En mil seiscientos noventa y siete, los propietarios de las casas de Torņa iela exigieron que se les devolviera un camino corto hacia el centro de Riga. Vivían en una estrecha franja entre dos fortificaciones. A un lado se alzaba la muralla medieval de piedra; al otro, terraplenes y bastiones de tierra más recientes. Aquí se asentaban pequeños artesanos que tenían sus talleres junto a la casa, y también estaba acuartelada la guarnición. Para llevar un producto al cliente o llegar desde el puesto a la ciudad interior, había que rodear la antigua muralla por otras puertas.
Ya no bastaba con abrir un hueco en la mampostería. Durante el siglo diecisiete, la muralla había quedado edificada por ambos lados, y en el lugar necesario el paso estaba bloqueado por la casa residencial de Gerd Heidemann. El paso debía ocupar su planta baja. El propietario autorizó la reforma, y Erik Dahlbergh, gobernador general de Livonia e ingeniero militar responsable de las fortificaciones de Riga, ordenó que comenzaran las obras.

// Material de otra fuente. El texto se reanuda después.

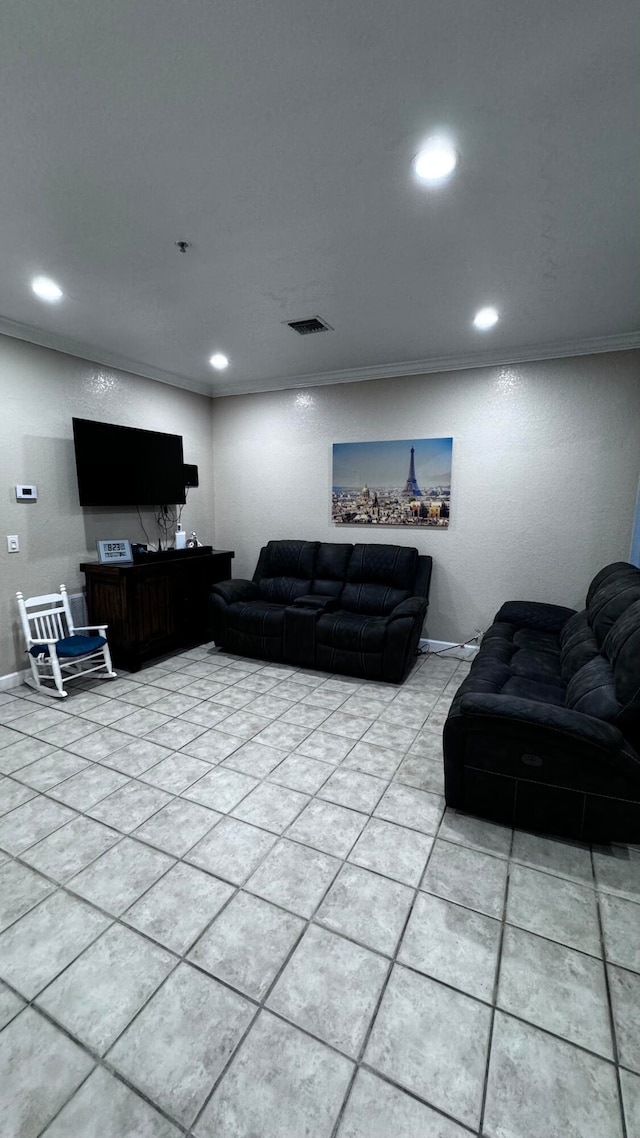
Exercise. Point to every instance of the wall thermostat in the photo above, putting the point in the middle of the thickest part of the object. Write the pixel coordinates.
(26, 493)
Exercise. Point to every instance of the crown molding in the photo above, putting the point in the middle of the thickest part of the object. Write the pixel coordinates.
(625, 341)
(46, 339)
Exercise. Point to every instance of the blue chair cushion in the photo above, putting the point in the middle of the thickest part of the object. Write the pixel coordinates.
(71, 645)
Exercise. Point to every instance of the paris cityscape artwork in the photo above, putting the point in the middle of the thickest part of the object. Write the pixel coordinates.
(395, 483)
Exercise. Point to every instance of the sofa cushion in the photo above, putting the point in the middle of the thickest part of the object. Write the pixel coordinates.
(579, 645)
(287, 559)
(622, 649)
(534, 690)
(255, 618)
(282, 590)
(591, 691)
(330, 568)
(285, 570)
(536, 641)
(618, 570)
(352, 632)
(609, 603)
(535, 665)
(378, 578)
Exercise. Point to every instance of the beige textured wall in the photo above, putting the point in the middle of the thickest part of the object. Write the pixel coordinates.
(40, 392)
(546, 463)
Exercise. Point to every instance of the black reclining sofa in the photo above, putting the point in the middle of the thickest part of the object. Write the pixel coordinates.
(352, 609)
(544, 732)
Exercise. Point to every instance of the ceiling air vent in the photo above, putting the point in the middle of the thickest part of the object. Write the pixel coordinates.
(306, 327)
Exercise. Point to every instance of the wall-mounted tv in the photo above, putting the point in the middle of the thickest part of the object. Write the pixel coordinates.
(125, 466)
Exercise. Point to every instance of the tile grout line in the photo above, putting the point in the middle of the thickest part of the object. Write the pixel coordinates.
(393, 962)
(609, 1005)
(116, 920)
(495, 991)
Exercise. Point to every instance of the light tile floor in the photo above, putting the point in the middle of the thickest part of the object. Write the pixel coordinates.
(232, 905)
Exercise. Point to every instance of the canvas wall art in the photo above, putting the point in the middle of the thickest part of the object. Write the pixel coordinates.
(396, 483)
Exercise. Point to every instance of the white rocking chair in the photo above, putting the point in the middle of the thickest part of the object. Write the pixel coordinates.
(57, 651)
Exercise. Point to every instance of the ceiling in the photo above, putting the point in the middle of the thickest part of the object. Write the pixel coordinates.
(277, 138)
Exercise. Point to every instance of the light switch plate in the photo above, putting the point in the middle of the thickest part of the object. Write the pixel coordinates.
(26, 493)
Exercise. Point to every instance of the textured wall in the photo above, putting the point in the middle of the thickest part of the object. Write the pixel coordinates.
(40, 392)
(546, 463)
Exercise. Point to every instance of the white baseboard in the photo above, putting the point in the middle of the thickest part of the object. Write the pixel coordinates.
(13, 679)
(456, 651)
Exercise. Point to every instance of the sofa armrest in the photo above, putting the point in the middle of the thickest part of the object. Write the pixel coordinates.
(548, 618)
(546, 717)
(412, 607)
(239, 590)
(317, 602)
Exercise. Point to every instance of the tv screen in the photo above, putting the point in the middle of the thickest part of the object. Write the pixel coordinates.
(125, 466)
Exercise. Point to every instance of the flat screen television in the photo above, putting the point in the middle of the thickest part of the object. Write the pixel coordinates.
(126, 466)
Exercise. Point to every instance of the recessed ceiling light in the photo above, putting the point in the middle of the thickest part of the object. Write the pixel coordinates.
(47, 289)
(486, 318)
(435, 162)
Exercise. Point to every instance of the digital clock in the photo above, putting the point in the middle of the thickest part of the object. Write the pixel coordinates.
(114, 551)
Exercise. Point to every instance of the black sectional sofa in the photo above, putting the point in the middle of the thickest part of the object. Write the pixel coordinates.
(352, 609)
(544, 732)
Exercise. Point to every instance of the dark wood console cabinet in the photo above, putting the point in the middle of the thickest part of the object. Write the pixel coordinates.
(156, 605)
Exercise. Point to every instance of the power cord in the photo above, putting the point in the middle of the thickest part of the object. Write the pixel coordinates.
(443, 651)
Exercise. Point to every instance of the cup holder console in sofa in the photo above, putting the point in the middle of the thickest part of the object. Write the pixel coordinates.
(544, 732)
(352, 609)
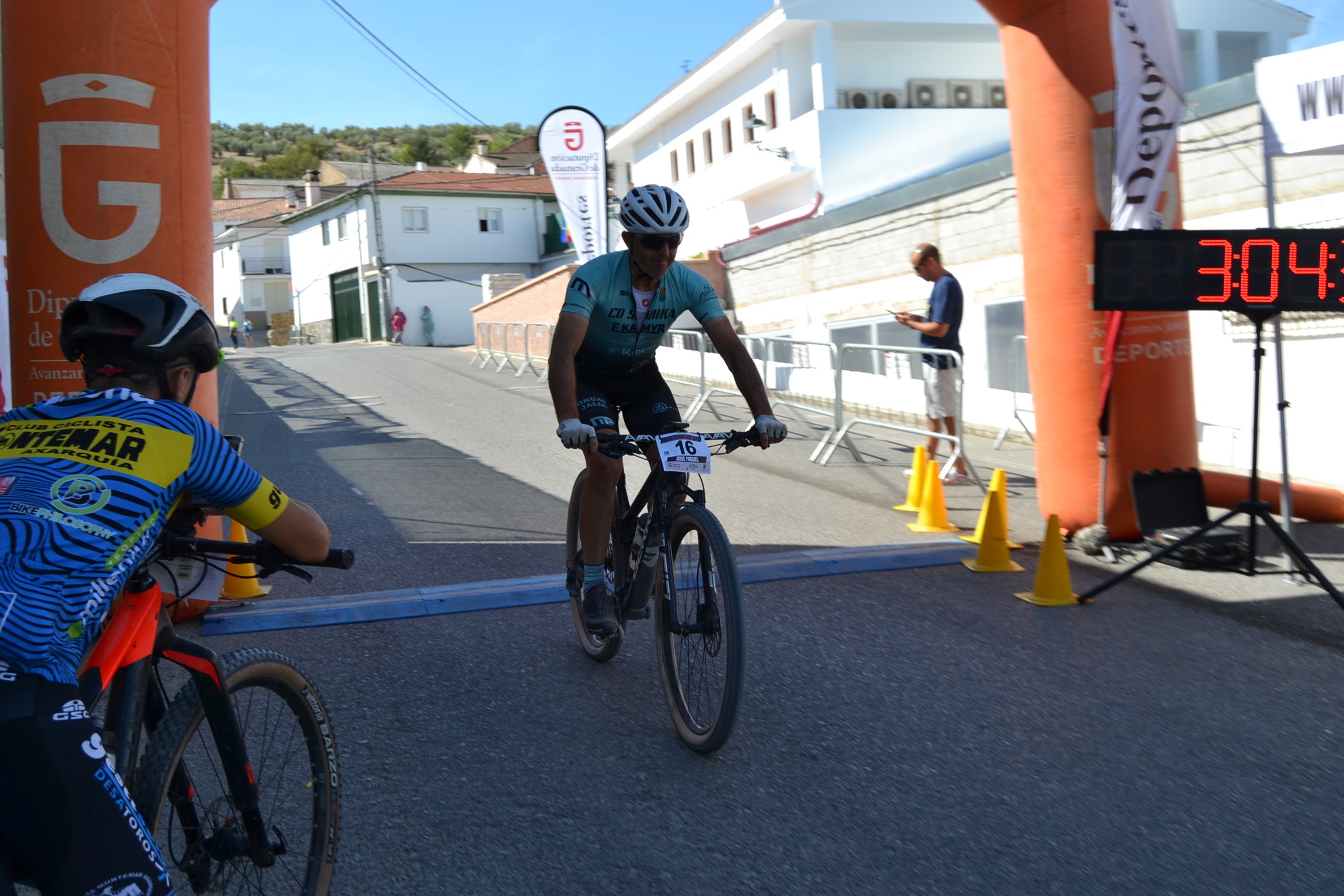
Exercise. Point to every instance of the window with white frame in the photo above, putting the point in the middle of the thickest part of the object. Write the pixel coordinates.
(414, 219)
(491, 220)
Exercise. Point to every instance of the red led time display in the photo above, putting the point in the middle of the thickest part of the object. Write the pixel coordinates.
(1265, 271)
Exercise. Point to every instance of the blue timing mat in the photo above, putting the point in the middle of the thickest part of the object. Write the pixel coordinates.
(303, 613)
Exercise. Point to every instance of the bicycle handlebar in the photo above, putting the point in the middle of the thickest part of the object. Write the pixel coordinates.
(622, 444)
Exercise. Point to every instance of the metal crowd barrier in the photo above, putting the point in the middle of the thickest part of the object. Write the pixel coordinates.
(843, 428)
(1019, 348)
(494, 347)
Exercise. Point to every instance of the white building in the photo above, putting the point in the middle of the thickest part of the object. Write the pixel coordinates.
(858, 97)
(250, 260)
(251, 272)
(440, 233)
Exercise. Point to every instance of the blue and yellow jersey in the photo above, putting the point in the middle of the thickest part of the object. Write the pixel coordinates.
(615, 343)
(86, 485)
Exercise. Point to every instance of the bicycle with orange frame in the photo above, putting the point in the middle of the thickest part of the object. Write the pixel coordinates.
(254, 805)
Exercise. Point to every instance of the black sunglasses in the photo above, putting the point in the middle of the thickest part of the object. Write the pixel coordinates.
(655, 242)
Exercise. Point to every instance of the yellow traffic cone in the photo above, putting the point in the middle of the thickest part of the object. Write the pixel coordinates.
(241, 578)
(933, 509)
(916, 489)
(998, 482)
(1054, 587)
(993, 547)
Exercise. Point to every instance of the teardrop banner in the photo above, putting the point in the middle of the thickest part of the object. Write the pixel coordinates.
(107, 167)
(573, 143)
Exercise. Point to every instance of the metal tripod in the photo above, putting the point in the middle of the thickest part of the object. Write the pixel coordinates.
(1253, 507)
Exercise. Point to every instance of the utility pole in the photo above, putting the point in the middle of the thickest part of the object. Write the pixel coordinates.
(383, 282)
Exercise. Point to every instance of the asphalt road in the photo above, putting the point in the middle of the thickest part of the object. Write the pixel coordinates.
(902, 733)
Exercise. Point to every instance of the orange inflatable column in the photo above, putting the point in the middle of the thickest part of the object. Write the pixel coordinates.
(1058, 58)
(107, 117)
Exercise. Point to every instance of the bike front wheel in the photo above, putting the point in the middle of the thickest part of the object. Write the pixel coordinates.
(186, 801)
(701, 631)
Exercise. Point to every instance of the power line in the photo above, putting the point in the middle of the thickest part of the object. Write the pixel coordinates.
(430, 88)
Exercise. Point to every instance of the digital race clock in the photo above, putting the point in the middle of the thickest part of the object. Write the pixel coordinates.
(1240, 271)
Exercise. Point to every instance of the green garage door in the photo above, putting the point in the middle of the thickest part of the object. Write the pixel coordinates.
(347, 321)
(375, 313)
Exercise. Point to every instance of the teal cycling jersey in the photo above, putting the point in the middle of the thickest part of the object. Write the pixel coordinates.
(615, 343)
(86, 484)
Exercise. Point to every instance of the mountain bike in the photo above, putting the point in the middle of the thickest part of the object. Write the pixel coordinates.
(674, 561)
(250, 806)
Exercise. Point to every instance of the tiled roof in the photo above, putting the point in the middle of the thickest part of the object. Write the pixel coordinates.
(466, 182)
(241, 210)
(522, 144)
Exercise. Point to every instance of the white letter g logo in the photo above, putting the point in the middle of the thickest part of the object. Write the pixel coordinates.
(54, 135)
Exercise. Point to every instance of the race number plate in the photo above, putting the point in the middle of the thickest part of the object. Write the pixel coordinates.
(191, 577)
(684, 453)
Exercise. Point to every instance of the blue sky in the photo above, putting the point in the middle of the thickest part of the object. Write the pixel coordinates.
(277, 61)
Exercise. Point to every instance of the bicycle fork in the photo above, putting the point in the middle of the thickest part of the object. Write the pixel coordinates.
(204, 666)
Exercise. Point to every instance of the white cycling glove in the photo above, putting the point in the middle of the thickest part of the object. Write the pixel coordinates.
(771, 428)
(576, 433)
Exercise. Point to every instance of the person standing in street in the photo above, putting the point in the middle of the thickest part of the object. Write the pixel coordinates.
(940, 327)
(428, 323)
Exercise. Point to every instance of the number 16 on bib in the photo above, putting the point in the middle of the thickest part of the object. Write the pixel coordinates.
(684, 453)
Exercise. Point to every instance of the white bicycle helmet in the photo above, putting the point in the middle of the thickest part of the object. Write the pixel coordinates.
(653, 210)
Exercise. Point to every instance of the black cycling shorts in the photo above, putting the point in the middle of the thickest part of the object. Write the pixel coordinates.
(643, 398)
(66, 820)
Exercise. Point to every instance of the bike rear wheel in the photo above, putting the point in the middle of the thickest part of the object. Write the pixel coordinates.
(600, 649)
(701, 631)
(184, 797)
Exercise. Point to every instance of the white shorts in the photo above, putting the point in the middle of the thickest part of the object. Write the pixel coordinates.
(941, 391)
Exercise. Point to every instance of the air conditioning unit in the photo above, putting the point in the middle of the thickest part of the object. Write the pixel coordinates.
(928, 94)
(858, 99)
(891, 99)
(967, 94)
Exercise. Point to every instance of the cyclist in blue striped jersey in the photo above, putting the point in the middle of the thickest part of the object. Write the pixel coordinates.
(86, 485)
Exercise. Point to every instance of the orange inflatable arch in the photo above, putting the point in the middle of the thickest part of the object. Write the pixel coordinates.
(107, 116)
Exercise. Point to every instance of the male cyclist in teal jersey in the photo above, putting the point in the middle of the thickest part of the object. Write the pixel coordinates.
(86, 485)
(616, 312)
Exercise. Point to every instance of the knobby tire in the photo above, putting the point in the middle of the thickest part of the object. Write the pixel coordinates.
(288, 737)
(704, 671)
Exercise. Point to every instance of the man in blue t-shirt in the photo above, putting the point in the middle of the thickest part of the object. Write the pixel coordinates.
(940, 327)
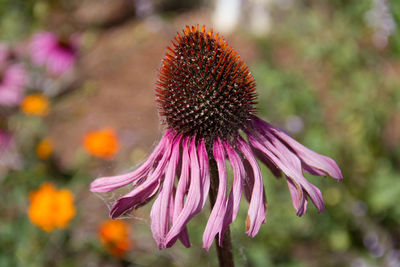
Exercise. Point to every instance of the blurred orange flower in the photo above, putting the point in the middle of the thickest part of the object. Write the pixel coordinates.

En marzo de mil seiscientos noventa y ocho, los constructores entraron en la casa de Heidemann. Para noviembre ya habían abierto un paso abovedado en la prolongación de la actual Aldaru iela, llamada entonces calle Gran Cervecera. El arco fue revestido de piedra tallada; en las piedras clave se esculpieron cabezas de león y el año de construcción. La casa privada se convirtió en una entrada urbana: sobre los transeúntes permanecían las habitaciones residenciales y, bajo ellas, apareció un camino.
El paso acortó el trayecto, pero no eliminó el control. Las pesadas hojas se abrían al amanecer y se cerraban con llave después de la puesta de sol. Las llaves se guardaban en el ayuntamiento y había patrullas junto a la puerta. A los habitantes les preguntaban adónde iban y a quién iban a ver. Heidemann cedió una parte de la casa, los habitantes obtuvieron una salida directa a Torņa iela y los soldados, un camino entre los cuarteles y la Riga interior.
Los suecos del nombre son los soldados de la corona sueca, cuya guarnición estaba en Riga después de la toma de la ciudad en mil seiscientos veintiuno. Sus cuarteles se encontraban fuera de la muralla medieval, junto a los nuevos terraplenes. La puerta se dispuso bajo la administración sueca y para comunicar con el barrio de la guarnición; por eso quedó fijado para ella el nombre de Puerta Sueca.
El largo edificio amarillo de enfrente apareció más tarde: son cuarteles de piedra del siglo dieciocho, que sustituyeron las anteriores construcciones militares. La relación espacial sigue siendo la misma. Trokšņu iela, la calle Ruidosa, queda en el lado interior de la antigua muralla; Torņa iela, en el exterior, y entre ambas sigue pasando el arco abierto a través de la casa de Gerd Heidemann. De las ocho puertas urbanas de Riga, solo se ha conservado esta.
Información práctica
La puerta se contempla desde la calle y sigue siendo un paso peatonal en uso. Es más cómodo escuchar cerca, sin detenerse justo bajo el arco ni obstaculizar el paso.